Clustering with Neighborhoods

In the standard planar $k$-center clustering problem, one is given a set $P$ of $n$ points in the plane, and the goal is to select $k$ center points, so as to minimize the maximum distance over points in $P$ to their nearest center. Here we initiate the systematic study of the clustering with neighborhoods problem, which generalizes the $k$-center problem to allow the covered objects to be a set of general disjoint convex objects $\mathscr{C}$ rather than just a point set $P$. For this problem we first show that there is a PTAS for approximating the number of centers.
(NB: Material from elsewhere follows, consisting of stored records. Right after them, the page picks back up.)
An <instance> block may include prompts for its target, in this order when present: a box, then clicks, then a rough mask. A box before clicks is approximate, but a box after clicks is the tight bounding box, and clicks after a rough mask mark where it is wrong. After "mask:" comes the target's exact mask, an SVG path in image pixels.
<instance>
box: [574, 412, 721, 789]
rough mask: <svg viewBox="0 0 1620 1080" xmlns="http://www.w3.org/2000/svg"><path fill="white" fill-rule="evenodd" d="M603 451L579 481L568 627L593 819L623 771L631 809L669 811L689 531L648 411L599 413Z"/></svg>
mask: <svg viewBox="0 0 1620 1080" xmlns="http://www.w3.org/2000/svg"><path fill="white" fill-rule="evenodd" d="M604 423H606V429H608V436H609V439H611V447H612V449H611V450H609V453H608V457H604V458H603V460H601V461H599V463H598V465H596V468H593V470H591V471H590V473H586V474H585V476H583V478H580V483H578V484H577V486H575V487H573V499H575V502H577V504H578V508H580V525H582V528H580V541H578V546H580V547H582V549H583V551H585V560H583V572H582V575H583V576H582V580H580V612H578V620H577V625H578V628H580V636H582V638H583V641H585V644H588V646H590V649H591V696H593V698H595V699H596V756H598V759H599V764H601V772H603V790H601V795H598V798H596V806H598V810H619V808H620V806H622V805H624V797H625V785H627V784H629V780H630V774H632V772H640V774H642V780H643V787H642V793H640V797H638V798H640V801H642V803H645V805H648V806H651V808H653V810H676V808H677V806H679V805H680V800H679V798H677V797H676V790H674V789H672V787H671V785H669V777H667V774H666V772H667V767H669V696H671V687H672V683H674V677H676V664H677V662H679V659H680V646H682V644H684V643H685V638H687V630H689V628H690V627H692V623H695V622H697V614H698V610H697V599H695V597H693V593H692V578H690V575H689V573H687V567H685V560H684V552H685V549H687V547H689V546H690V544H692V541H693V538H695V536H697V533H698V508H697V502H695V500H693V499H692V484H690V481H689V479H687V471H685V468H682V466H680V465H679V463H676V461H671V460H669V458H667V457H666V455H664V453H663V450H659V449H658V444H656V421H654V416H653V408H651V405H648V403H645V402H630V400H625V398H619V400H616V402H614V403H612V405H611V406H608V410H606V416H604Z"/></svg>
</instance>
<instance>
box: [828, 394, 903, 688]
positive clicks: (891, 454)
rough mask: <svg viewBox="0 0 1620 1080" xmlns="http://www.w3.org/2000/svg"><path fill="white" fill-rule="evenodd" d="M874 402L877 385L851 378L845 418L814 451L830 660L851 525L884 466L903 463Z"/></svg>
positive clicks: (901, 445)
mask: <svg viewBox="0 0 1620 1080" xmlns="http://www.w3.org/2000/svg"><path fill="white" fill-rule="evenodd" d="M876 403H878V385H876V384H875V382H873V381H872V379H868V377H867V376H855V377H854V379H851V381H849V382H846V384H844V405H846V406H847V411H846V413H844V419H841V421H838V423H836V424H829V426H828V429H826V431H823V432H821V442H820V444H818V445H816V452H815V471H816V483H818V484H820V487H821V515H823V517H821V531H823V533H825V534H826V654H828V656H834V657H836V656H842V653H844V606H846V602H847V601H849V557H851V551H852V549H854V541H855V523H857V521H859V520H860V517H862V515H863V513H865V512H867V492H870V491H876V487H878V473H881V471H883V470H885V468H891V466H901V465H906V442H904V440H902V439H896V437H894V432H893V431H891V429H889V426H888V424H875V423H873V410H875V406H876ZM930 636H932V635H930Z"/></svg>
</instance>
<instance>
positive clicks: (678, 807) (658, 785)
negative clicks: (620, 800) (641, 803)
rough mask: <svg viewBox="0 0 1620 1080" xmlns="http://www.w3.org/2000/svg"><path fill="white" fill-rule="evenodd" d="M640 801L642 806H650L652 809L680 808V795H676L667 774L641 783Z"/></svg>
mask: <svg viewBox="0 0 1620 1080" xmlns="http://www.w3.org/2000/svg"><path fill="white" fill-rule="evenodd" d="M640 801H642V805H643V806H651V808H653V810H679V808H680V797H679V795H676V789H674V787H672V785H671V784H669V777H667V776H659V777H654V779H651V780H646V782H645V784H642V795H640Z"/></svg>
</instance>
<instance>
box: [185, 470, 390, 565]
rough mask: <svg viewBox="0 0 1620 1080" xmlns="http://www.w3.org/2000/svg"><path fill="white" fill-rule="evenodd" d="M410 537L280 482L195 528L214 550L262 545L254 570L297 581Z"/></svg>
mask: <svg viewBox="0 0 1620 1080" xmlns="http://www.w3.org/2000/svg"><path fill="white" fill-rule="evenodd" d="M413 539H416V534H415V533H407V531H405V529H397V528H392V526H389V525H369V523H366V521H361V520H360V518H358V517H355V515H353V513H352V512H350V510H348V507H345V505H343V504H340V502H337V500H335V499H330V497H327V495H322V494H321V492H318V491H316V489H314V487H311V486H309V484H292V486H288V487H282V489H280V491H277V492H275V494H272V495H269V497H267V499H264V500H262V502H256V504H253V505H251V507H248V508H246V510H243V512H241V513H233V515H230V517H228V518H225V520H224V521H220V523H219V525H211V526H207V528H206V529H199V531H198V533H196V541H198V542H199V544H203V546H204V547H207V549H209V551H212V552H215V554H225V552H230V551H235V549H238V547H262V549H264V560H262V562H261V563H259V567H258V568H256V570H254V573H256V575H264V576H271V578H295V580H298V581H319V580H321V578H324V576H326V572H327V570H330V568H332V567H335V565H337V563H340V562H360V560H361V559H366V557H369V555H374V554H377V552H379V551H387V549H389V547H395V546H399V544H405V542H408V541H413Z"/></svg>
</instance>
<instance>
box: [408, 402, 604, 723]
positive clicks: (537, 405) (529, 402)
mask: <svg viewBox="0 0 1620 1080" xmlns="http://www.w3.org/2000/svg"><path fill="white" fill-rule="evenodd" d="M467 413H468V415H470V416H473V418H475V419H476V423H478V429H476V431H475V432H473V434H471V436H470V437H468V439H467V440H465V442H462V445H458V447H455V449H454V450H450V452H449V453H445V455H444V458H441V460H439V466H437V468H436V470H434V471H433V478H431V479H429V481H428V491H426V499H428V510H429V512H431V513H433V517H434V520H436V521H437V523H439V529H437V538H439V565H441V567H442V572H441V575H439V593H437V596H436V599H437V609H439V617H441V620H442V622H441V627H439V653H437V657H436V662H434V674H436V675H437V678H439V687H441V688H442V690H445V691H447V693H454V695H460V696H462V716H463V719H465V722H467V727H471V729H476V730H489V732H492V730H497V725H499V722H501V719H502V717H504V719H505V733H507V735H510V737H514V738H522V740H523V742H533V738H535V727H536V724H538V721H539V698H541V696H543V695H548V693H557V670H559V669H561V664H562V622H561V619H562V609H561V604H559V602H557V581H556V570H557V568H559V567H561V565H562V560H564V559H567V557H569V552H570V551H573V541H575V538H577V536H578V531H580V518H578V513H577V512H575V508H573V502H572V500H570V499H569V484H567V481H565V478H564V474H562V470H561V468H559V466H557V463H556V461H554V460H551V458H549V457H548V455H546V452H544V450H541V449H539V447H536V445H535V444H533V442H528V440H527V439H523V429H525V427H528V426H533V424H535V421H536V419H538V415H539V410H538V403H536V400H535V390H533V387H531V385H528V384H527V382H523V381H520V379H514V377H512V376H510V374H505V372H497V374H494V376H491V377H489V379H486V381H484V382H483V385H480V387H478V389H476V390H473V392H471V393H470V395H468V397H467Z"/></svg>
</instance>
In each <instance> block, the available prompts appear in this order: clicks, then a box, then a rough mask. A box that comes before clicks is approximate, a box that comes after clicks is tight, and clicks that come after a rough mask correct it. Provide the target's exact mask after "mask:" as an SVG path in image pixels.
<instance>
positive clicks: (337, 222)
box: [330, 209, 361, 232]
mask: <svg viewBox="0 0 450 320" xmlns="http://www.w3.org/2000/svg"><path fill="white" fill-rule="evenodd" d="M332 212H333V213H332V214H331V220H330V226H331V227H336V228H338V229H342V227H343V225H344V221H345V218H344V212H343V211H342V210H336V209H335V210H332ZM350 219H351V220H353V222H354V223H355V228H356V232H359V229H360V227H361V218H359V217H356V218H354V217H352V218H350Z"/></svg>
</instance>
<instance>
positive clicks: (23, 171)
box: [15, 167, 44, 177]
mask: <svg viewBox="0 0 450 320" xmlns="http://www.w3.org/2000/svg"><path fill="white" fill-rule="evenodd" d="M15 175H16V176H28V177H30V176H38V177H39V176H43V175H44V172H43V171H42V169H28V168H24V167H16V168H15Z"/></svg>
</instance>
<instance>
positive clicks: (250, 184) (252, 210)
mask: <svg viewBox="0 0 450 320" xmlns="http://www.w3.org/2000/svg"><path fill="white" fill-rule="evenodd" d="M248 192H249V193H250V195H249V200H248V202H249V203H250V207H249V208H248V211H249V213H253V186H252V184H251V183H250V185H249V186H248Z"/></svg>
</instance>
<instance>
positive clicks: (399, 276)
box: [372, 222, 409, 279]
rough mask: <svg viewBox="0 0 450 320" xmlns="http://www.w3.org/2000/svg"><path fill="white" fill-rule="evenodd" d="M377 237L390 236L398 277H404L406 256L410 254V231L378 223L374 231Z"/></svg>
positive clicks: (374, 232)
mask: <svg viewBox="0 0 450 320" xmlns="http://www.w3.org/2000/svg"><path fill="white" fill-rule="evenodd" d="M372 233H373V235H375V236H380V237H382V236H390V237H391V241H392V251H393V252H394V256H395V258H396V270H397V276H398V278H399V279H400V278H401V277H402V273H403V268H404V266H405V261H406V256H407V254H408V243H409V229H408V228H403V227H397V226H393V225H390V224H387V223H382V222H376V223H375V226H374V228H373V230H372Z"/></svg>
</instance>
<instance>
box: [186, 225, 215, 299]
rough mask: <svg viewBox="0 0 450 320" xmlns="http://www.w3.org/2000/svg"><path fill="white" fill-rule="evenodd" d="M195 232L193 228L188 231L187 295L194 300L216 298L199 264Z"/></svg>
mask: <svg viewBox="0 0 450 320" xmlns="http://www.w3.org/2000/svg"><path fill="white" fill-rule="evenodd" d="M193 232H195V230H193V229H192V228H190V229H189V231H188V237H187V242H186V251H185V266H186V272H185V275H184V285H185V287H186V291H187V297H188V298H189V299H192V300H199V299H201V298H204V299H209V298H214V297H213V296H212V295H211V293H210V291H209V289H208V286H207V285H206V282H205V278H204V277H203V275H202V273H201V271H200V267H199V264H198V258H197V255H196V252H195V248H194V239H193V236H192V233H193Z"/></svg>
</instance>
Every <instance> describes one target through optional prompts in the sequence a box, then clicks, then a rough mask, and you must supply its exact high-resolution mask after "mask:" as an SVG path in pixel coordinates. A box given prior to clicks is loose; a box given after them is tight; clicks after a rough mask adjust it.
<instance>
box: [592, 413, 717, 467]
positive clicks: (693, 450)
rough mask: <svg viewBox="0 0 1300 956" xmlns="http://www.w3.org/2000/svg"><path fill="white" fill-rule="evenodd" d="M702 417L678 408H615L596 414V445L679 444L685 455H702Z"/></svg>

Specifically, if $r{opt}$ is the optimal radius for $k$ centers, then in $n^{{O(1/\varepsilon2)}$} time we can produce a set of $(1+\varepsilon)k$ centers with radius $\leq r{opt}$. If instead one considers the standard goal of approximating the optimal clustering radius, while keeping $k$ as a hard constraint, we show that the radius cannot be approximated within any factor in polynomial time unless $\mathsf{P=NP}$, even when $\mathscr{C}$ is a set of line segments. When $\mathscr{C}$ is a set of unit disks we show the problem is hard to approximate within a factor of $\frac{\sqrt{13}-\sqrt{3}}{2-\sqrt{3}}\approx 6.99$. This hardness result complements our main result, where we show that when the objects are disks, of possibly differing radii, there is a $(5+2\sqrt{3})\approx 8.46$ approximation algorithm. Additionally, for unit disks we give an $O(n\log k)+(k/\varepsilon)^{O(k)}$ time $(1+\varepsilon)$-approximation to the optimal radius, that is, an FPTAS for constant $k$ whose running time depends only linearly on $n$. Finally, we show that the one dimensional version of the problem, even when intersections are allowed, can be solved exactly in $O(n\log n)$ time.